Ms. Grimsley stepped in, sniffing the air. “Is that smoke?”
“Comes in the window from the kitchen,” Boris said.
Ms. Grimsley didn’t appear to buy this. “Come with me, Boris,” she said, closing the laptop.
“Don’t!” he cried, opening the laptop back up. “We’re in the middle of a game.”
“That can wait. There are some people downstairs who’d like to meet you.”
“Huh?”
“Prospective foster parents.
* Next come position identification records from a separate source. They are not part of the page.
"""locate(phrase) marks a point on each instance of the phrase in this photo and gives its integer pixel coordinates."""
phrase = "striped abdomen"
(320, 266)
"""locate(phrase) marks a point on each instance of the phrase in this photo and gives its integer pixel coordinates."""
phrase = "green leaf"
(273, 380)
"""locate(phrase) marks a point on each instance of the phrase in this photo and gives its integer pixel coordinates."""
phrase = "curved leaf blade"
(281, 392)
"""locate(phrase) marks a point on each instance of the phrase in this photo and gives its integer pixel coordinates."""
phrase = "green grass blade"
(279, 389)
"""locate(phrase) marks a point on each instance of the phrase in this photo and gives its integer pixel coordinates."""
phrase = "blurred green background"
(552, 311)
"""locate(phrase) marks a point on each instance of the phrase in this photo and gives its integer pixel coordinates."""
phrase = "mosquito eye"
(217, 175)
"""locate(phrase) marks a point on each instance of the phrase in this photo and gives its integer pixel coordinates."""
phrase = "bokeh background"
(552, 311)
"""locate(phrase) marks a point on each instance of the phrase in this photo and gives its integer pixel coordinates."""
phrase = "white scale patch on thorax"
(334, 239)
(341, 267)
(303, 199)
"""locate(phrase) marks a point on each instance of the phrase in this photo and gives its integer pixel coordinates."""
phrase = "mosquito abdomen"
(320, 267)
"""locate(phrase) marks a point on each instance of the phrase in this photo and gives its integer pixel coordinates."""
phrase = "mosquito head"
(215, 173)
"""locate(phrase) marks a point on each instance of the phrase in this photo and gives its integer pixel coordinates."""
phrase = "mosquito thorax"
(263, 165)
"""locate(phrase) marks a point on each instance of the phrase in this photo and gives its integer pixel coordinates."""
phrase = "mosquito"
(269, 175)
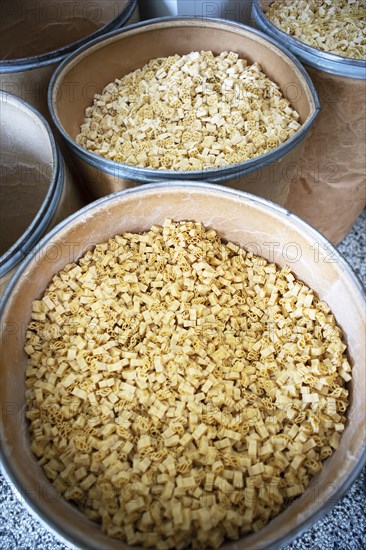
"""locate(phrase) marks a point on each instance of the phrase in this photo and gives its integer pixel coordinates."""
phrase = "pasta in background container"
(329, 187)
(36, 35)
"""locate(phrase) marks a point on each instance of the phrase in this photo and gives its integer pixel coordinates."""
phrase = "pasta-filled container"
(36, 188)
(36, 35)
(329, 187)
(232, 107)
(132, 393)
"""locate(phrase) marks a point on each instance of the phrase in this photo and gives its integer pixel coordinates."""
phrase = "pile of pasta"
(193, 112)
(180, 390)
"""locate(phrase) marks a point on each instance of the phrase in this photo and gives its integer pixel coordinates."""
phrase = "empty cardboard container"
(255, 223)
(121, 52)
(329, 185)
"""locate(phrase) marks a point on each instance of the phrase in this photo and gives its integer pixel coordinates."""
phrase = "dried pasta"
(171, 434)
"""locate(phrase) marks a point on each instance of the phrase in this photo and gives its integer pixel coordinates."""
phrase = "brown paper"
(275, 235)
(329, 189)
(93, 69)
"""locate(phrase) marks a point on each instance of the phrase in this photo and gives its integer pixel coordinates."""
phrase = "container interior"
(26, 165)
(264, 230)
(34, 27)
(117, 56)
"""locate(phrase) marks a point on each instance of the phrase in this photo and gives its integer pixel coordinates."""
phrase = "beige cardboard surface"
(329, 188)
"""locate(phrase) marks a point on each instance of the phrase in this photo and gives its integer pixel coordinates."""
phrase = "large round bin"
(36, 35)
(329, 186)
(101, 62)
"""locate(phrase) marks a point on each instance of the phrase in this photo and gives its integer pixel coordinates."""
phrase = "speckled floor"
(344, 528)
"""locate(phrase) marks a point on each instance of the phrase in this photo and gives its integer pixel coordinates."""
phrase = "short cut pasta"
(189, 391)
(193, 112)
They’re looking for a boy about your age. Their own son died in a boating accident.”
“Then they don’t want me! I can’t even swim. Tell her, man.”
“He can’t swim,” BJ said.
“That’s neither here nor there,” said Ms. Grimsley. “Let me smell your breath, Boris.”
Boris turned away, but Ms. Grimsley took him by the shoulders and made him face her. “As I suspected. Brush your teeth and come join us in my office.”
As soon as she left, hands gripped BJ’s shoulders like vices. “Get her back!”
The screen had gone blank, and when BJ hit “Enter,” another maze appeared.
“Crud,” he said.
“Go through it! Come on!”
But this time BJ was two or three turnings away from the exit when the two minutes elapsed.
“Try again!” Boris cried. “That was Neen!”
But again BJ failed. And before he could make another stab at it, Ms. Grimsley came back and shepherded them impatiently out of the room.
25
Darryl came home from a field trip to the Pacific Science Center to find the house deserted. Or so it seemed. When he went up to his room, there was Jason, sound asleep in bed, even though it wasn’t dark out yet.